What am I going to Learn?¶

How to deploy a single stage pipeline to run a batch workload (or job) on Kubernetes.
How to schedule this job to run on daily basis.

Before we Start¶

This tutorial refers to files within a Bodywork template project hosted on GitHub - check it out here. If you want to run the examples you will need to install Bodywork on your machine and setup access to Kubernetes (see the Kubernetes Quickstart for help with this).

We strongly recommend that you find five minutes to read about the key concepts that Bodywork is built upon, before beginning to work-through the examples below.

Working with private repositories

If you've cloned the example project into a private repository and intend to use this when following this tutorial, then you will need to be aware of the additional steps detailed here.

Example Job - Batch Inference¶

The example task that we want to deploy as a batch job, is to load a pre-trained model and use it to score a dataset.
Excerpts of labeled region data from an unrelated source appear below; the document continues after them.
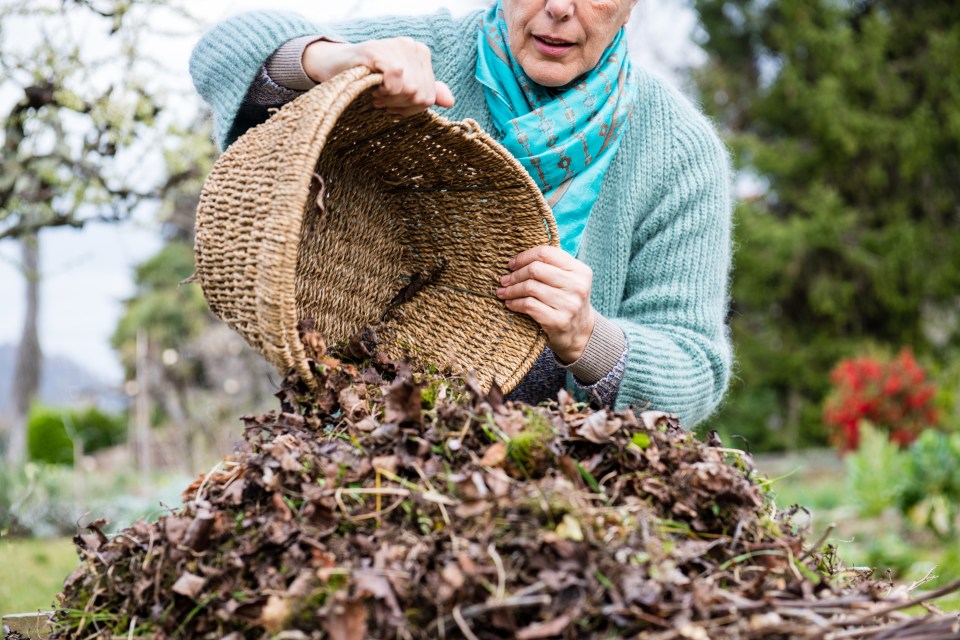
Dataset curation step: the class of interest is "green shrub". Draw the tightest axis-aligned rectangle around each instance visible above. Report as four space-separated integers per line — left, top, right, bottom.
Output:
844 423 960 540
843 421 907 517
898 431 960 540
27 405 126 464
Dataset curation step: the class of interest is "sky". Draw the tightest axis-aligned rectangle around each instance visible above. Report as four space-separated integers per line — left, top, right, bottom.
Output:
0 0 702 383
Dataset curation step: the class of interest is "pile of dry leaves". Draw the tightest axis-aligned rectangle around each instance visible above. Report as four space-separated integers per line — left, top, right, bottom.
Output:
55 330 960 640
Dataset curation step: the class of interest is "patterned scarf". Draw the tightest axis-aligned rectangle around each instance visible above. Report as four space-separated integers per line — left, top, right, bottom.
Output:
476 0 635 256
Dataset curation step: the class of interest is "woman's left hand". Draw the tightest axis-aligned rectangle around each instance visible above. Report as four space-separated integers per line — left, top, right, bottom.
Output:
497 246 596 363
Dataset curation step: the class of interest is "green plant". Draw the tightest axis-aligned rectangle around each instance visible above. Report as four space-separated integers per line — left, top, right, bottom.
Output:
27 405 126 464
898 431 960 540
844 422 907 517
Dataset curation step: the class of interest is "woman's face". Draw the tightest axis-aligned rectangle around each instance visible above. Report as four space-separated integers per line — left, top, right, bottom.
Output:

The latest dataset will be downloaded from cloud storage (AWS S3) and the pre-trained model will be bundled into the project's Git repository for convenience (not as a best practice).
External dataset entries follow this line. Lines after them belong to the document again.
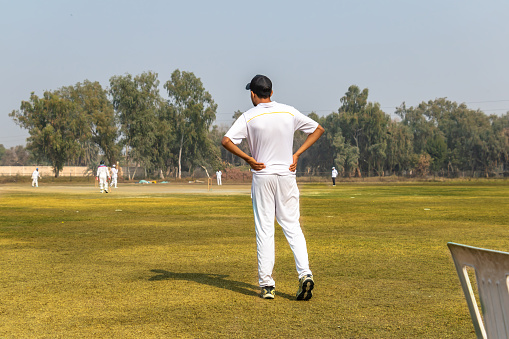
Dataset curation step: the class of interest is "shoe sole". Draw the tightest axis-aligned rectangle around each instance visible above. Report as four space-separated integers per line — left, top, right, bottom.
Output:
297 279 315 300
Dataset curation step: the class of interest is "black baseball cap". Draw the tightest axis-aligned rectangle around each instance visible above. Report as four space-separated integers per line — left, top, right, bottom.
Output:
246 74 272 98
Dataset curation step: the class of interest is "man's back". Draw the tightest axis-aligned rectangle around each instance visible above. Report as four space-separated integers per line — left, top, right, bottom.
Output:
226 101 318 175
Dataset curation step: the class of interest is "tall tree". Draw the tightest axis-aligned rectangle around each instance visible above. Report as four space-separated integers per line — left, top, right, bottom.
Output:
58 80 120 164
164 69 219 178
338 85 390 175
110 72 165 179
9 91 86 177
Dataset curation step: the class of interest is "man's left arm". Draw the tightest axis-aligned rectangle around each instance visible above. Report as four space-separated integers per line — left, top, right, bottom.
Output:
290 125 325 172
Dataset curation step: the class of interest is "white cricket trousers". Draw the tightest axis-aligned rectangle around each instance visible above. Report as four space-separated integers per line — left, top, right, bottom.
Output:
99 174 108 192
251 174 312 287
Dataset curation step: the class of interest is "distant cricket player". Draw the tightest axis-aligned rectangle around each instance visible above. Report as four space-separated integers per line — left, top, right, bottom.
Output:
95 160 110 193
216 170 223 186
110 165 118 188
331 167 338 186
221 75 324 300
32 168 42 187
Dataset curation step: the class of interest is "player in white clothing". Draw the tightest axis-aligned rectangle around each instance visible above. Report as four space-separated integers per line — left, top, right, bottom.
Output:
332 167 338 186
110 165 118 188
216 170 223 186
221 75 324 300
95 160 110 193
32 168 42 187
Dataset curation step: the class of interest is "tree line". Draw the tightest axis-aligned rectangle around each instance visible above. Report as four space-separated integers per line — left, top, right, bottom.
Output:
6 69 509 177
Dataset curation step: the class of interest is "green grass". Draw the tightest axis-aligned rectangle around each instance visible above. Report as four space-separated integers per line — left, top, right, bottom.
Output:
0 180 509 338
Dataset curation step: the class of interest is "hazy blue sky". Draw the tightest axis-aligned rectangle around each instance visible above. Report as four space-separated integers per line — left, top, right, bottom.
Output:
0 0 509 148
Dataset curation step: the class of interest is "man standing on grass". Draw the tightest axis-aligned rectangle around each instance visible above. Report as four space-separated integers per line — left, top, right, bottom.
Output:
32 168 42 187
110 164 118 188
221 75 324 300
216 170 223 186
95 160 110 193
332 167 338 186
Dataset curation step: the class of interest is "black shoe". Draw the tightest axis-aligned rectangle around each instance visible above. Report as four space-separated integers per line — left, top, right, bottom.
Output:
297 274 315 300
260 286 276 299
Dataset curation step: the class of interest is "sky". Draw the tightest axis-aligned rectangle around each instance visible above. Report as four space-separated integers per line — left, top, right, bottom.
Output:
0 0 509 148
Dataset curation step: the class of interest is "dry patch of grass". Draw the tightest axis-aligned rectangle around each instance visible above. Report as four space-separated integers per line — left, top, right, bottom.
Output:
0 181 509 338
The project for this single-stage pipeline is structured as follows,

root/
 |-- score_data/
     |-- score.py
     |-- classification_model.joblib
 |-- bodywork.yaml

Configuring the Job¶

All the configuration for this deployment is held within bodywork.yaml, whose contents are reproduced below.

version: "1.1"

pipeline:
  name: bodywork-batch-job-project
  docker_image: bodyworkml/bodywork-core:latest
  DAG: score_data

stages:
  score_data:
    executable_module_path: score_data/score.py
    requirements:
      - boto3==1.21.14
      - joblib==1.1.0
      - pandas==1.4.1
      - scikit-learn==1.0.2
    cpu_request: 0.5
    memory_request_mb: 100
    batch:
      max_completion_time_seconds: 60
      retries: 2

logging:
  log_level: INFO

The stages.score_data.executable_module_path parameter points to the executable Python module - score.py - that defines what will happen when the score_data (batch) stage is executed, within a pre-built Bodywork container. This module contains the code required to:

download the new dataset from cloud storage (AWS S3);
load the pre-trained model classification_model.joblib;
score the dataset; and,
save the results back to cloud storage (AWS S3).

It can be summarised as,

from urllib.request import urlopen

# other imports
# ...

DATA_URL = ('http://bodywork-batch-job-project.s3.eu-west-2.amazonaws.com'
            '/data/iris_classification_data.csv')

# other constants
# ...


def main() -> None:
    """Main script to be executed."""
    data = download_dataset(DATA_URL)
    model = load(TRAINED_MODEL_FILENAME)
    scored_data = score_data(data, model)
    upload_results(scored_data)


# other functions definitions used in main()
# ...


if __name__ == '__main__':
    main()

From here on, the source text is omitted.